On October 27, an unknown hacker attacked the cross-chain bridge 402bridge, stealing tokens worth 17,693 USDC. A private-key leak compromised more than a dozen of the team’s test and main wallets.
According to GoPlus security experts, the incident was caused by “excessive authorisation” before minting. The attacker changed the owner of the compromised smart contract and, using the transferUserToken method, transferred remaining authorised USDC from the wallets of more than 200 users. He then stole the stablecoins, converted them into 4.2 ETH and moved the funds to the Arbitrum network.
Experts recommended that all affected users revoke approvals on smart contract 0xed1AFc4DCfb39b9ab9d67f3f7f7d02803cEA9FC5.
As 402bridge explained, the x402 mechanism requires users to sign or approve transactions via the web interface, which are then sent to a backend server. The backend server extracts the funds and performs the minting, before returning a result to the user.
“When connecting to the site, we need to store the private key on the server to call contract methods. This step may expose administrator privileges, since at this stage the key is connected to the internet. If a leak occurs, a hacker will be able to obtain these privileges and reroute the user’s funds to carry out an attack,” the team of the affected project explained.
The developers have notified law-enforcement authorities and are conducting an internal investigation.
SlowMist experts suggested the breach may have been an inside job.
The hack is the first public case of theft linked to the protocol’s x402 service. The latter is a tool for online payments designed for stablecoin transactions. It also allows AI agents to execute autonomous deals.
Coinbase unveiled the project in May. The solution is based on the HyperText Transfer Protocol (HTTP), which is used for data exchange between web browsers and servers.
Within a month, on-chain activity in x402 grew more than tenfold.
Two days before the 402bridge incident, crypto researcher Gabriel Shapiro and Solana co-founder Anatoly Yakovenko debated the security of layer-2 solutions.
Shapiro argued that L2s do not have to be decentralised, since they are secured by the Ethereum blockchain: users can force their transactions to be included in blocks, and the risks of centralised control are offset by L1 mechanisms.

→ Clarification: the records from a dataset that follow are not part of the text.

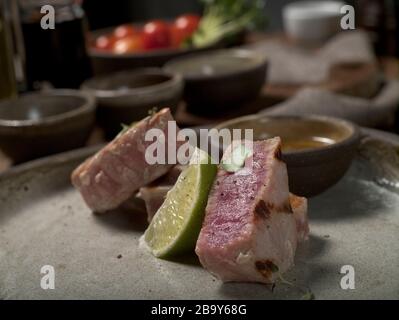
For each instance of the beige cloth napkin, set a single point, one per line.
(375, 112)
(290, 64)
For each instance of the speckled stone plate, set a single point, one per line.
(43, 221)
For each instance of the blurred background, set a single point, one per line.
(208, 60)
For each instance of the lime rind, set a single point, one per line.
(184, 237)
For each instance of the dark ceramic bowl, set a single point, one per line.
(318, 150)
(40, 124)
(128, 96)
(221, 80)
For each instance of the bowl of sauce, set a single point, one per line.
(318, 150)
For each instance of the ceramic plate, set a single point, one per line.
(43, 221)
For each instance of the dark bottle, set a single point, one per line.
(58, 55)
(8, 87)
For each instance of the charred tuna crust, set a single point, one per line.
(248, 230)
(278, 154)
(118, 170)
(266, 268)
(262, 210)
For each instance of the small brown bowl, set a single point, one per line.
(44, 123)
(219, 81)
(318, 150)
(128, 96)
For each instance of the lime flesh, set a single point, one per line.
(176, 225)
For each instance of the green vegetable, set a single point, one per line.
(237, 158)
(225, 18)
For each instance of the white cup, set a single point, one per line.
(312, 22)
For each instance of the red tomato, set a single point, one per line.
(124, 31)
(104, 42)
(156, 35)
(183, 27)
(131, 44)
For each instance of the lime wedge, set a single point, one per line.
(176, 225)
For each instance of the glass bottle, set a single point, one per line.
(58, 55)
(8, 87)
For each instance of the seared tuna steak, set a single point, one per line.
(299, 206)
(117, 171)
(249, 232)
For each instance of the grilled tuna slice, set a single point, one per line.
(249, 232)
(117, 171)
(155, 195)
(299, 206)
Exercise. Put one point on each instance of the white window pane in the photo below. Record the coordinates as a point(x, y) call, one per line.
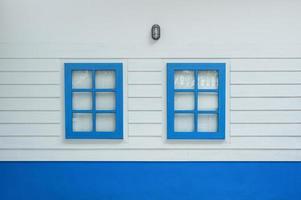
point(105, 101)
point(207, 80)
point(105, 122)
point(207, 123)
point(82, 122)
point(82, 79)
point(105, 79)
point(184, 123)
point(207, 101)
point(184, 101)
point(82, 101)
point(184, 79)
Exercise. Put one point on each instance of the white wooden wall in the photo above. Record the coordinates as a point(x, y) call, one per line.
point(259, 41)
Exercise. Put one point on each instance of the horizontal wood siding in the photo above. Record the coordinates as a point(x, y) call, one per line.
point(264, 114)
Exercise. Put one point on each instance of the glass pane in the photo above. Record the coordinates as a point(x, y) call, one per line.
point(105, 122)
point(105, 79)
point(184, 79)
point(82, 79)
point(105, 101)
point(207, 101)
point(82, 101)
point(207, 80)
point(207, 123)
point(184, 101)
point(82, 122)
point(184, 123)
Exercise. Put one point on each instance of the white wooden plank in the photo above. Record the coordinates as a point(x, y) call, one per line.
point(30, 117)
point(266, 104)
point(266, 65)
point(145, 103)
point(145, 78)
point(265, 77)
point(239, 143)
point(145, 130)
point(145, 65)
point(35, 65)
point(30, 104)
point(266, 130)
point(144, 91)
point(30, 91)
point(266, 91)
point(266, 117)
point(150, 155)
point(30, 129)
point(30, 77)
point(145, 117)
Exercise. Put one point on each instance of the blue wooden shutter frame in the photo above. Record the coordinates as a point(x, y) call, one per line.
point(221, 90)
point(118, 90)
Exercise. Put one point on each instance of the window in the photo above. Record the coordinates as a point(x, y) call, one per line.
point(195, 100)
point(93, 100)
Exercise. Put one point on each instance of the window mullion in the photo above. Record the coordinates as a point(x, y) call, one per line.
point(93, 101)
point(195, 100)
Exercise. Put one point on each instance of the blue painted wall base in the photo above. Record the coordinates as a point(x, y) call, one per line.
point(150, 180)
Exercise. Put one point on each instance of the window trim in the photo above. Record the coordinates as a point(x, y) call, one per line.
point(118, 133)
point(220, 67)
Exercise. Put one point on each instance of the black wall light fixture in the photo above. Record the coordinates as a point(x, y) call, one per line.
point(156, 32)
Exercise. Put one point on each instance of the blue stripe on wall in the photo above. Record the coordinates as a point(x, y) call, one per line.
point(150, 180)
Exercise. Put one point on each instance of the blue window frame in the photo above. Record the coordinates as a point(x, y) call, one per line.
point(196, 100)
point(93, 101)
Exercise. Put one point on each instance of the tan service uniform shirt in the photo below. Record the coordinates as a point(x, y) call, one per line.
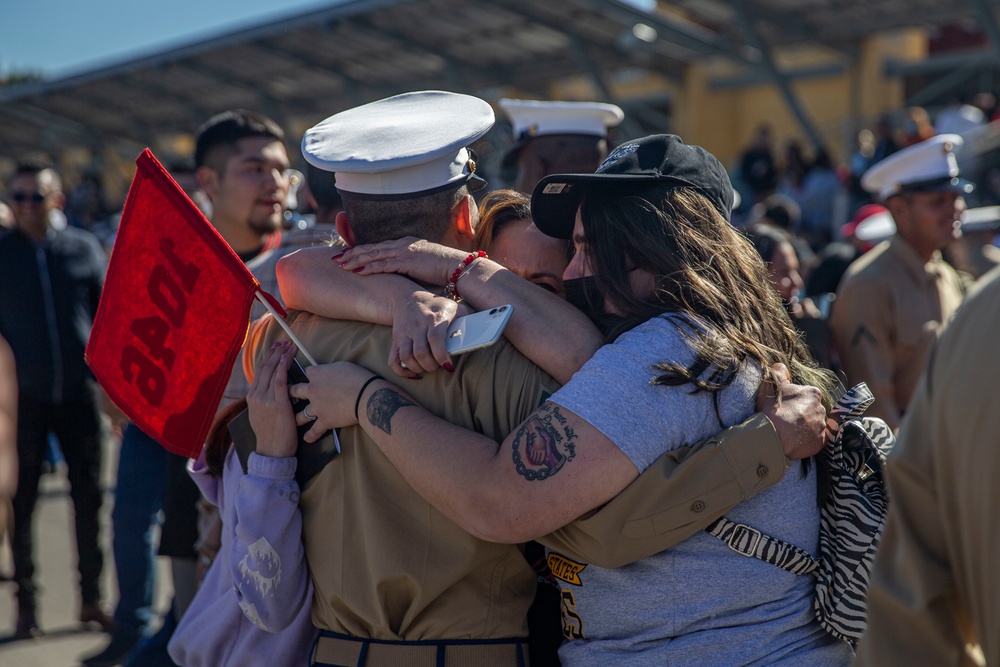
point(889, 309)
point(935, 585)
point(387, 565)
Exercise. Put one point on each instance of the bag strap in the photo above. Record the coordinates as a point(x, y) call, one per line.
point(752, 543)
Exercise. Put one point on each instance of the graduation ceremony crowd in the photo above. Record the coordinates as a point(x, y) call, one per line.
point(679, 332)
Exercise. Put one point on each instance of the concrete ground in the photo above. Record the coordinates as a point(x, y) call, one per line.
point(64, 640)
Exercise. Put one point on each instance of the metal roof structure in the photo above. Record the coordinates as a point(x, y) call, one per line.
point(305, 67)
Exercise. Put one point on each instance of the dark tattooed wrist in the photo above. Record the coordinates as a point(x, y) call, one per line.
point(543, 444)
point(382, 405)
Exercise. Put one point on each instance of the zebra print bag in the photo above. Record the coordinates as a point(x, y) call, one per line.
point(853, 507)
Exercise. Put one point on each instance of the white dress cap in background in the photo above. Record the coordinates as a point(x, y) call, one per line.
point(925, 167)
point(537, 117)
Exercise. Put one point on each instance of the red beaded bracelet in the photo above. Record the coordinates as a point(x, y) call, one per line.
point(450, 288)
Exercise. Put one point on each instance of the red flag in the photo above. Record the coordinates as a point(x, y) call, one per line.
point(173, 315)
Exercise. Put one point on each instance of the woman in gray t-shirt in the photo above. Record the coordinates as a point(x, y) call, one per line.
point(695, 327)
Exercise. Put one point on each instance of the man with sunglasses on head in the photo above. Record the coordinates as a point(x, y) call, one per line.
point(50, 285)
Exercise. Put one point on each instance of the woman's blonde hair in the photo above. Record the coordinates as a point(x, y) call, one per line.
point(705, 270)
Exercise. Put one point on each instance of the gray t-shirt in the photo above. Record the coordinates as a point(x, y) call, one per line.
point(699, 603)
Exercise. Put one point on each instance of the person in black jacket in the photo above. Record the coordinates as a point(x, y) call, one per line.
point(50, 284)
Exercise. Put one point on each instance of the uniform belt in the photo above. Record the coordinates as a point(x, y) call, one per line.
point(336, 650)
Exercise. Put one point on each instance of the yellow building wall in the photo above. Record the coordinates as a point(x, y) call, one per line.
point(724, 121)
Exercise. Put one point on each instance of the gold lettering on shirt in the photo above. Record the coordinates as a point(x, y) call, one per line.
point(565, 569)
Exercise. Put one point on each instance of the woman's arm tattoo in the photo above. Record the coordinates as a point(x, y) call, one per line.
point(382, 405)
point(543, 444)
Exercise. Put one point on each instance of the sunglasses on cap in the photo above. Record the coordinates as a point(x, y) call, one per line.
point(21, 197)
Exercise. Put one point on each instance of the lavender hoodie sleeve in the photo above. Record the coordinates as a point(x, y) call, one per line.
point(267, 561)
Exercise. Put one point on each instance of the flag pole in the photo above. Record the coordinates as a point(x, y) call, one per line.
point(284, 325)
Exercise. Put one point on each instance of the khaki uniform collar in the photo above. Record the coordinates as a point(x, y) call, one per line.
point(919, 271)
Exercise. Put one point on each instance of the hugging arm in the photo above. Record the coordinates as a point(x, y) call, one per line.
point(545, 328)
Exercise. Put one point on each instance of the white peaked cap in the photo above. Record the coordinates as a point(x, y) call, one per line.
point(405, 145)
point(537, 117)
point(925, 167)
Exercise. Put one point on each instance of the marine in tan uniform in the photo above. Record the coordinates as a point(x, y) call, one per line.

According to Yakovenko, the vulnerability of current L2s lies in their reliance on multisigs, which can change bridge contracts without notice and directly control funds. He contrasted this with validators in Solana, who have no ability to interfere with the network’s state.
Shapiro noted that modern multisigs, for example in ZKsync, are backed by legal and governance guarantees, not just code. Yakovenko, however, argued that legal constructs do not eliminate the technical risk of centralised control.
In the thread’s finale, the Solana co-founder said that L2s do not inherit Ethereum’s security but replicate the vulnerabilities of cross-chain bridges such as Wormhole.
Shapiro, for his part, sees L2s as a distinct layer of trust trade-offs that, he says, will become more reliable with advances in zero-knowledge proofs.
According to experts at Global Ledger, the crypto industry’s main problem has become the speed of fund withdrawals by attackers after hacks. Cross-chain bridges are the primary tool for laundering stolen money.